Le délabrement du bâtiment a débuté peu après le séisme dévastateur de 2010. Le ministère des Affaires sociales et du Travail, qui occupait les lieux, a été contraint de quitter l’espace en partie endommagé par le cataclysme.
La maison a été laissée sous la garde de Michel Célestin, en tant que gérant. Ce contractuel avait pour mission de contrer les multiples tentatives d’intrusion dans l’espace. Les vagabonds l’envahissent fréquemment, à la recherche de matériaux de récupération dans les ruines de la partie effondrée.
A quelques mètres du palais présidentiel, le lieu de naissance du premier président de la République d’Haïti n’est qu’un garage sauvage et mal entretenu
Dix ans plus tard, Michel Célestin se plaint de n’avoir pas perçu son salaire depuis deux ans.
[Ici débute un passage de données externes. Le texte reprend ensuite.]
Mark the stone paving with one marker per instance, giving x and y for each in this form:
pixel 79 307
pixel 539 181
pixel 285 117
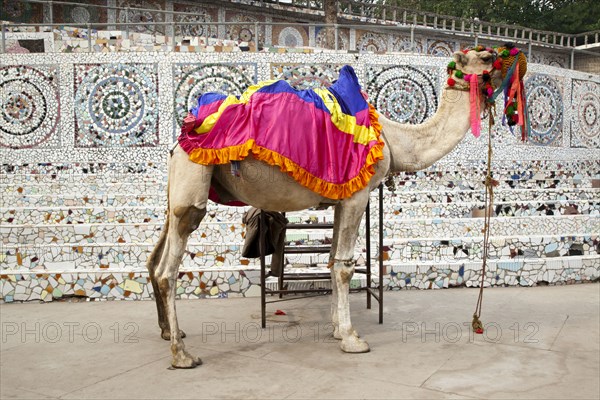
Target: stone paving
pixel 540 342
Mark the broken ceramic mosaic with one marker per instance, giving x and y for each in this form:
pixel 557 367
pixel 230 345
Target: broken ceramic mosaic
pixel 80 211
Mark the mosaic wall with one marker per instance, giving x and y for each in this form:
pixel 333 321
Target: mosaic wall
pixel 238 34
pixel 85 139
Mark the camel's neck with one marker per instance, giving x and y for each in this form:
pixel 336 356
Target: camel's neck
pixel 415 147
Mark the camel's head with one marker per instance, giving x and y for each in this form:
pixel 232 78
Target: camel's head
pixel 483 62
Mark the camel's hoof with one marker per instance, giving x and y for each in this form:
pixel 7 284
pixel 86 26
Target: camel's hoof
pixel 166 334
pixel 337 335
pixel 185 361
pixel 354 345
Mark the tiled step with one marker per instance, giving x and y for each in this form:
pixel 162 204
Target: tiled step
pixel 395 225
pixel 219 254
pixel 409 210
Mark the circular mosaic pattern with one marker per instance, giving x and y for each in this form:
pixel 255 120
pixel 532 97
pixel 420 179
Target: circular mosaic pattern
pixel 80 15
pixel 29 106
pixel 586 114
pixel 243 32
pixel 195 80
pixel 116 105
pixel 321 39
pixel 290 37
pixel 440 48
pixel 372 42
pixel 545 106
pixel 402 93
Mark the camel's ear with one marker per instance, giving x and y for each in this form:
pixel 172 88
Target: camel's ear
pixel 460 58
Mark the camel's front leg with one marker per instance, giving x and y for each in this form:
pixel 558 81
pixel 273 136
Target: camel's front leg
pixel 347 218
pixel 183 222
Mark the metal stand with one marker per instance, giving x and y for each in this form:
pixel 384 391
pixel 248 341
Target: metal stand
pixel 375 292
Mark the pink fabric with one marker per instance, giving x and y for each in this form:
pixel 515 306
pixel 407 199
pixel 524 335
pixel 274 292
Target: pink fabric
pixel 475 105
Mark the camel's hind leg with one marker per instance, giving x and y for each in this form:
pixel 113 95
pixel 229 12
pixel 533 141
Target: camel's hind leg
pixel 348 214
pixel 188 193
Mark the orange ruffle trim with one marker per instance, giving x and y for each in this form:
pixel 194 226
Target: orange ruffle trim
pixel 330 190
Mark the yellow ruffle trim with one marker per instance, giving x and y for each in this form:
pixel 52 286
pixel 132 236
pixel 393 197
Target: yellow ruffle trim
pixel 330 190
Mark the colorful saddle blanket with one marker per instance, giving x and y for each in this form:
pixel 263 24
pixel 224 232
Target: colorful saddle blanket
pixel 328 140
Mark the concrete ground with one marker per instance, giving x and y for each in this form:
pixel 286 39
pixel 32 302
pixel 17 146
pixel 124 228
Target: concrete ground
pixel 540 343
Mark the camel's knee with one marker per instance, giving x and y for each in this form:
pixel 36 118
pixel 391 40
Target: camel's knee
pixel 344 271
pixel 189 219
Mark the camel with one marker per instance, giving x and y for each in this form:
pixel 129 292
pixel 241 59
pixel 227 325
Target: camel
pixel 407 148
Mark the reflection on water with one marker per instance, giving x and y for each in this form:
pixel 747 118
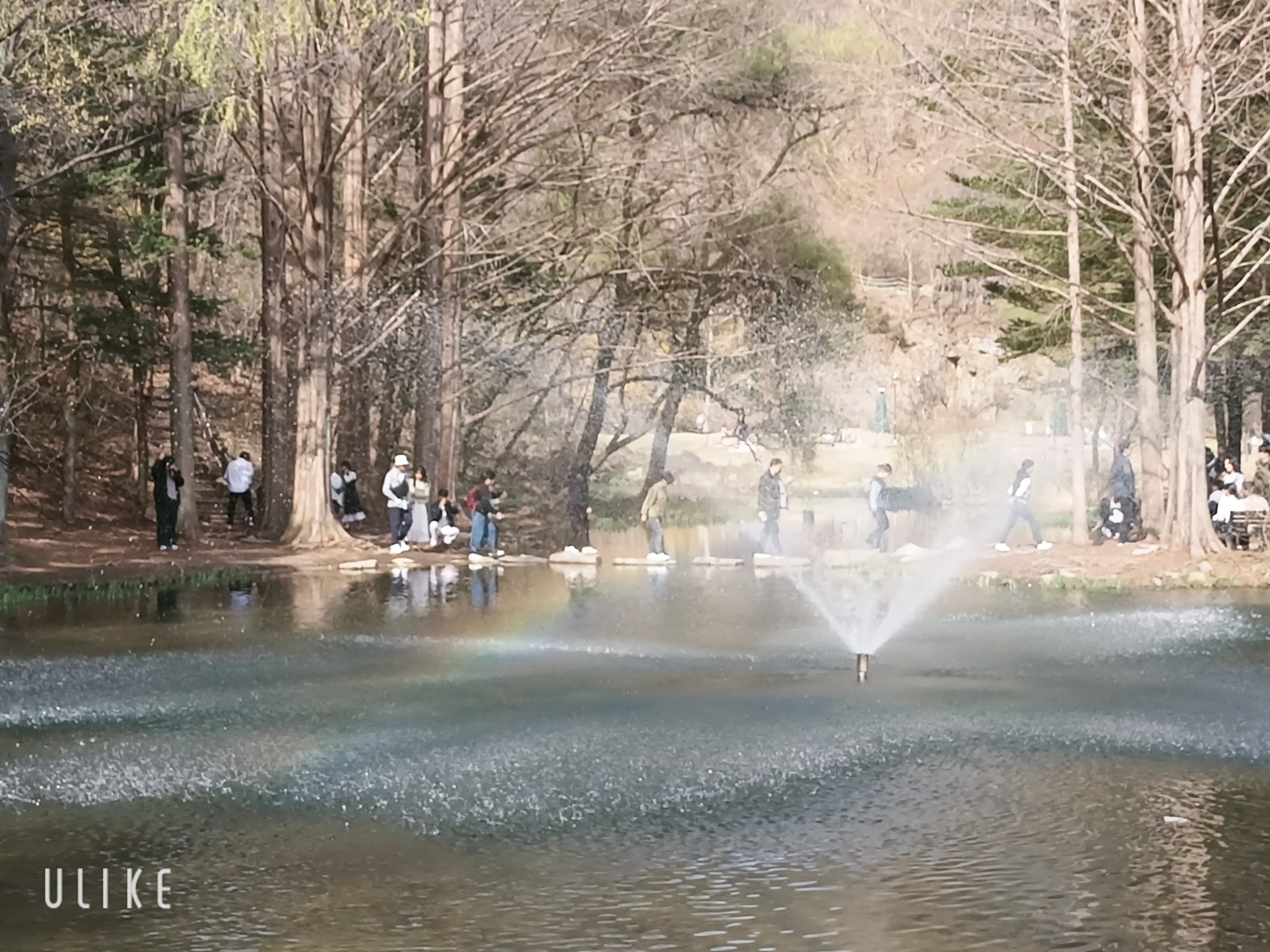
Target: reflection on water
pixel 672 758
Il a résolu d’improviser un « parking » dans l’espace afin de trouver de quoi vivre avec ses cinq enfants. Selon Pierre Dauphin, un mécanicien qui, parmi tant d’autres, improvise son garage depuis une vingtaine d’années dans les parages de la bâtisse, il faut aujourd’hui 100 gourdes par jour pour utiliser ce « parking ».
Résultat, à quelques mètres du palais présidentiel, le lieu de naissance du premier président de la République d’Haïti n’est qu’un garage sauvage et mal entretenu.
Un lieu historique
Cette maison de la rue de l’Enterrement est remplie d’histoires. Selon l’historien Georges Michel, l’espace appartenait au père d’Alexandre Pétion. C’est là qu’a grandi celui qui deviendra en 1807, le premier président d’une partie de la République d’Haïti (Ouest et Sud), après l’assassinat de l’empereur Jacques 1er.
Réélu en 1811, Pétion s’est fait proclamer président à vie en 1816, deux ans avant sa mort en 1818. Alexandre Pétion est surtout connu pour son soutien à Simon Bolivar, qui menait une lutte pour la libération de la grande Colombie.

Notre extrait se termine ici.